Candidates should have clearer insights into how AI evaluates responses and why certain scores are given. At present, many AI-driven assessments function as ‘black boxes’, where test-takers receive scores without a clear explanation of how their responses were analysed. Transparency could be improved by providing detailed scoring rubrics, exemplars of high- and low-scoring responses, and, where feasible, interpretability tools that allow candidates to see how their performance aligns with assessment criteria. This would not only increase trust in AI assessments but also help candidates better prepare by understanding what is being measured.

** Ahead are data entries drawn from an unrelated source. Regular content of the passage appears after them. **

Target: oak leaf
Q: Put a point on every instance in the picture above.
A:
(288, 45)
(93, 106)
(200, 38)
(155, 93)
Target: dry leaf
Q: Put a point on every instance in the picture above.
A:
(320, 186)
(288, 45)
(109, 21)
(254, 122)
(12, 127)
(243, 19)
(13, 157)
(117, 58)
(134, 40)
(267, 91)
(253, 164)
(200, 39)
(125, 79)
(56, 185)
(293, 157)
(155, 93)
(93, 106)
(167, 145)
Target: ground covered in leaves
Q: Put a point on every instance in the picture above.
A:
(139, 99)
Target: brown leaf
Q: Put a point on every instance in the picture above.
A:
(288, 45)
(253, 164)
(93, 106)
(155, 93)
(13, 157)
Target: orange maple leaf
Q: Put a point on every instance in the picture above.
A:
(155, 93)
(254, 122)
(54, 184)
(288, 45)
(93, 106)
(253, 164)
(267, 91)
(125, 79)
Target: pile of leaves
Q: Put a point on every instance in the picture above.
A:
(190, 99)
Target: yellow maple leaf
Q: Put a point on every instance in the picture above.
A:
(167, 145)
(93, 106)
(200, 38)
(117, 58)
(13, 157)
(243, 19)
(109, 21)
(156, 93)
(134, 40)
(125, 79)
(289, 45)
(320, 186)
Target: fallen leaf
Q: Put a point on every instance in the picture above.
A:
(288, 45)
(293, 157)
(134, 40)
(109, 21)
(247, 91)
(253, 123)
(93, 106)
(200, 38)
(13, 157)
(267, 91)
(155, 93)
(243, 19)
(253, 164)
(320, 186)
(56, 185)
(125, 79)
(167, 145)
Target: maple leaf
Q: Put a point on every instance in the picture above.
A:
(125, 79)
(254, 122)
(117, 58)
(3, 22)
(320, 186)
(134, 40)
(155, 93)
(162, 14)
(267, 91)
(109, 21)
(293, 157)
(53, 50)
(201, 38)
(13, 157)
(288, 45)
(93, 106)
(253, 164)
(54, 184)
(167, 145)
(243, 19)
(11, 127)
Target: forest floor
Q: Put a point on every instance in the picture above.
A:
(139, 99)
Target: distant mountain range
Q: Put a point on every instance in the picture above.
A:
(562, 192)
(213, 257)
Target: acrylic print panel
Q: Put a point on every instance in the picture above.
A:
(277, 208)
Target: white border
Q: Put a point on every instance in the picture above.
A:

Ensuring accessibility for all learners

AI testing should be designed with diverse learners in mind, ensuring no group is disadvantaged due to socio-economic background, language variety or access to resources. Research has shown that digital assessment platforms can inadvertently disadvantage candidates who are less familiar with technology, raising equity concerns. In addition, AI speech recognition systems may not always accommodate different accents, dialects or speech patterns, leading to potential biases in scoring. To address this, developers should implement rigorous fairness auditing, expand training datasets to encompass a broader range of linguistic and cultural backgrounds and provide accessible test interfaces with accommodations for neurodivergent and disabled candidates.

Balancing AI efficiency with human oversight

While AI offers strengths in consistency, scalability and rapid processing of assessments, human judgement remains crucial in evaluating complex responses, particularly in areas such as spoken language and critical reasoning. AI systems currently struggle with nuanced aspects of communication, such as irony, cultural references and rhetorical sophistication. A hybrid model, where AI handles initial scoring but human examiners review borderline cases or particularly complex responses, could ensure fairness while maintaining efficiency. Institutions should also consider periodic audits of AI-generated scores by human assessors to detect systematic biases and refine scoring algorithms accordingly.

At UCL, researchers continue to explore these issues, examining how AI can make assessments more effective, reliable and fair. Our collaboration with Pearson has provided the basis for valuable insights into how test takers experience AI-led exams and where further refinements are needed.